Assuming a higher-grade starter pit could be delineated at the Olive-Shamrock zone, payback could accelerate on initial development costs and give a better overall return on investment.

“Olive could make a material difference at Eagle due to its grades,” McConnell says, and points out an area populated by sparse trees that could become an Olive-Shamrock open pit.

“Since it is near-surface we’re likely also looking at a really low stripping ratio, and it won’t require much additional capital investment, since we can roll it into our main mine plan,” he adds.

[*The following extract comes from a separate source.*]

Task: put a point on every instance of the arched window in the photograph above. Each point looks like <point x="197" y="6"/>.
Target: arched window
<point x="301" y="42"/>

In late December Victoria completed a $3.6-million non-brokered private placement that will fuel exploration efforts at Olive-Shamrock later this year. The company issued 17.6-million flow-through shares priced at 17¢, and 3.4 million flow-through shares priced at 18¢. McConnell says a “high demand” for the financing helped Victoria increase the placement from its original $1.8-million gross value.

With the financing, Victoria can incorporate Olive-Shamrock into an updated feasibility study by year-end, while keeping a $12-million cash position.

The company’s shares have traded within a 52-week window of 11¢ to 23¢ per share, and closed at 15.5¢ at press time. Victoria has 361 million shares outstanding for a $56-million market capitalization.

“We definitely have a nice position in terms of our leverage to gold price, but we aren’t simply waiting around for markets to bounce back. Everything we do, and the money we spend, is geared towards de-risking the project and creating a shovel-ready scenario,” McConnell says. “After receiving our water rights we are essentially completely de-risked in terms of permitting, and the camp and site infrastructure we’ve developed will allow us to start construction tomorrow, if we obtain financing.”